Al Quran turun tanpa bentuk apapun. “Ia” hanya datang kepada Rasulullah Saw, lalu kemudian disampaikan oleh Beliau, dengan perkataan dan nyata dalam perilaku Beliau sehari-hari. Maka, sejatinya, Quran itu berwujud dalam bentuk “ruh”.
Zaman mungkin bisa terlihat lebih baik, ketika kita banyak melihat anak didik yang terlihat mudah dalam menghafal Al Quran. Lembaga tahfidz menjamur. Gairah orangtua dalam memasukkan anaknya ke sekolah yabg berorientasi tahfidz pun juga meningkat tajam. Namun, semakin hari, kasus demi kasus yang terjadi dalam keluarga, semakin mengenaskan. Anak membunuh orangtua, ataupun sebaliknya. Hal ini secara tidak langsung mencerminkan, nilai nilai Qurani manusia mungkin baru sebatas “jasad” saja, dan belum mencapai ke “ruh”nya.
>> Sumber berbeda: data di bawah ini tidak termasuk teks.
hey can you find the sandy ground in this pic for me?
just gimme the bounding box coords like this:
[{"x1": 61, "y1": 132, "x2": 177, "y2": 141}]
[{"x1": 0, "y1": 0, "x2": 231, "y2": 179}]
Orangtua bangga ketika anaknya diwisuda tahfidz, namun hal itu dicapai dengan mencaci, mendesak guru, dan lembaganya untuk segera meluluskan. Atau juga, anak sudah mahir mengaji dan menghafal, tapi lisannya masih mudah merendahkan temannya. Dan, juga ada, seorang yang sudah mutqin pun, ternyata lisannya juga mudah merendahkan hafidz lain yang tidak kunjung lancar hafalannya. Kasus-kasus ini adalah sebagian kecil bukti bahwa Al Quran hanya dicapai secara jasadiah saja, bukan menjadi ruhaniah- yang mengejawantah menjadi sebuah perilaku.
Jika boleh berumpama, maka sifat Al Quran hanya berhasil diinstal dalam kehidupan, namun gagal total atau bahkan tidak pernah digunakan dalam sebuah bingkai sistem kehidupan. Bayangkan, bagaimana sia sianya aplikasi yang sudah di nstal, namun tidak digunakan atau bahkan tidak dibuka sama sekali.
Sedikit banyak, namun perlahan, maka benarlah dulu para sahabat tak ingin buru buru menghafal atau memahami Al Quran, jika belum mampu mentransformasikan dalam perilaku sehari hari mereka. Toh, Al Quran juga turun tidak sekaligus, yang berarti, Al Quran bukan untuk dipakai dengan cepat, secepat pelatihan atau metode cepat baca Al Quran itu.
Tugas utama Al Quran yang sebagai mukjizat itu memang tidak mudah dipahami. Karena l, jika sudah memahami kenapa Al Quran menjadi mukjizat, maka akan banyak keajaiban yang terjadi dalam hidup manusia. Jadi, sudah sejauh mana Al Quran itu hadir dalam kehidupan kita? Sebatas seremonial belaka ataukah sudah mendarah daging dan sudah menjadi ruh kehidupan kita?